Python Forum
Using Local Html Data - Printable Version

+- Python Forum (https://python-forum.io)
+-- Forum: Python Coding (https://python-forum.io/forum-7.html)
+--- Forum: General Coding Help (https://python-forum.io/forum-8.html)
+--- Thread: Using Local Html Data (/thread-33886.html)



Using Local Html Data - knight2000 - Jun-07-2021

Hi all,

As a newbie, I've been trying to get some practice in webscraping by trying to extract different elements on a html page, but I decided that rather than keep hitting an actual website for data (as a newbie I have a fair few failings!), I'll temporarily save the html into a local file, so that I can load the file locally and keep practising.

I've spent more than 5 hours trying to get python to read my html file and use it with BeautifulSoup and after reading about it in different places and still failing, I thought it was time to reach out for some advice.

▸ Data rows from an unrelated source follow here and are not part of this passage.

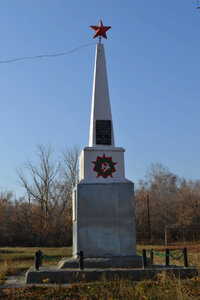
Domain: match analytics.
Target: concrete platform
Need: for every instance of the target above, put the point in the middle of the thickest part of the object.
(56, 275)
(104, 263)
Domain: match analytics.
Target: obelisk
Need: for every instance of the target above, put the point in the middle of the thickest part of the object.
(103, 200)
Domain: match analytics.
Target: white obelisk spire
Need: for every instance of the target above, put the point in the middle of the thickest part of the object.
(100, 98)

Here's the last code I tried:

from bs4 import BeautifulSoup

with open("C:\Users\[UserName]\Desktop\localhtml.html") as fp:
    soup = BeautifulSoup(fp, 'html.parser')
And here's the error I'm getting:

Error:
"C:\Users\[UserName\PycharmProjects\PracticeProject\venv\Scripts\python.exe" "C:/Users/[UserName]/PycharmProjects/PracticeProject/testscrape.py" File "C:\Users\[UserName]\PycharmProjects\PracticeProject\testscrape.py", line 29 with open("C:\Users\[UserName\Desktop\localhtml.html") as fp: ^ SyntaxError: (unicode error) 'unicodeescape' codec can't decode bytes in position 2-3: truncated \UXXXXXXXX escape
As I type in the url reference into the code, it seems to suggest it- so I assume I'm referencing it properly.

I've tried looking up youtube or searching google, but perhaps I'm looking up the wrong stuff as I can't seem to find something that works.

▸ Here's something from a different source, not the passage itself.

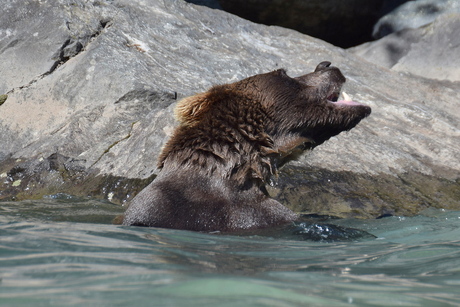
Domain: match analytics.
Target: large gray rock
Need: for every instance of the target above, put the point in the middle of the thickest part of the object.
(431, 51)
(91, 86)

The file I'm trying to refer to is saved as a html file. I've attached it- just in case there's a problem there.

Can anyone instruct me how to instruct python to open a local html file and use it with BeautifulSoup please?

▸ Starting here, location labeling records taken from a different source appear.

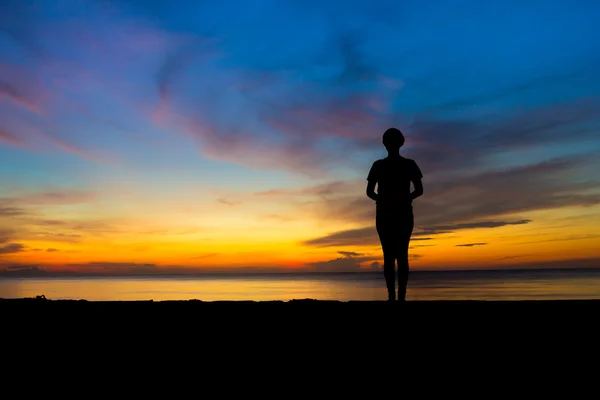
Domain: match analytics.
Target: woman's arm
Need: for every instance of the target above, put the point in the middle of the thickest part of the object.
(418, 183)
(371, 190)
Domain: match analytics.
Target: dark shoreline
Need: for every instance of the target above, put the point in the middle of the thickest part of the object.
(307, 328)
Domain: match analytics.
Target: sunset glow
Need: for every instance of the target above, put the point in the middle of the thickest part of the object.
(142, 137)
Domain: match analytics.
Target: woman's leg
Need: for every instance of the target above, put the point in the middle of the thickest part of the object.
(405, 232)
(386, 237)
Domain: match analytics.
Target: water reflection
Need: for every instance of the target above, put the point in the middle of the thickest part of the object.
(506, 285)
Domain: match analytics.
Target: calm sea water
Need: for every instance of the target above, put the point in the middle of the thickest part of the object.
(456, 285)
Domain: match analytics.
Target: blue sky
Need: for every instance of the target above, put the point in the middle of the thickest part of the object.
(219, 100)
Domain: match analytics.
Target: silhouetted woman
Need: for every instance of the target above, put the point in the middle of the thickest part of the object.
(394, 215)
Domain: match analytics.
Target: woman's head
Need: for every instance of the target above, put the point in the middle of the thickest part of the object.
(393, 139)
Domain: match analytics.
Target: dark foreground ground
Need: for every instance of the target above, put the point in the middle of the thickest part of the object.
(310, 317)
(302, 341)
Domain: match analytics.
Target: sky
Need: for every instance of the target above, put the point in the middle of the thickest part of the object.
(168, 136)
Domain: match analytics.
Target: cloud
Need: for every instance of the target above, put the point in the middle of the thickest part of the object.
(12, 248)
(114, 267)
(62, 197)
(229, 202)
(439, 229)
(350, 254)
(368, 236)
(10, 138)
(349, 262)
(10, 211)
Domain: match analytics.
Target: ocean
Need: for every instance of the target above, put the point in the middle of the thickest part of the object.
(430, 285)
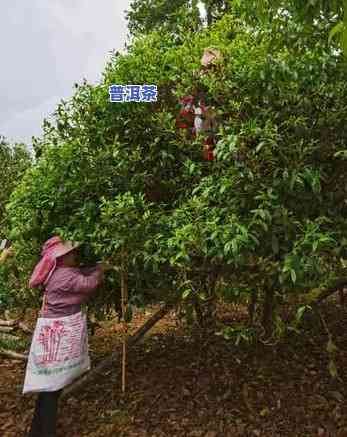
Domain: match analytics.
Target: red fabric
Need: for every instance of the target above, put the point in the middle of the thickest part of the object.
(46, 266)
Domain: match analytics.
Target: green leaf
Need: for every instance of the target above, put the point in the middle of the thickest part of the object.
(332, 369)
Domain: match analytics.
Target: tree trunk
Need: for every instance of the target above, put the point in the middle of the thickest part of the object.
(115, 355)
(252, 306)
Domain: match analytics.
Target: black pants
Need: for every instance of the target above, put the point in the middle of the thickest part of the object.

RE: Using Local Html Data - buran - Jun-07-2021

Don't use backslash with paths on Windows. A backslash with certain characters (in this case \U) is escape sequence. Use raw string or double backslash or forward slash


RE: Using Local Html Data - knight2000 - Jun-07-2021

(Jun-07-2021, 03:11 AM)buran Wrote: Don't use backslash with paths on Windows. A backslash with certain characters (in this case \U) is escape sequence. Use raw string or double backslash or forward slash

Thanks buran.

How annoyingly simple that was! Big Grin

Appreciate you taking the time to explain- lots to learn!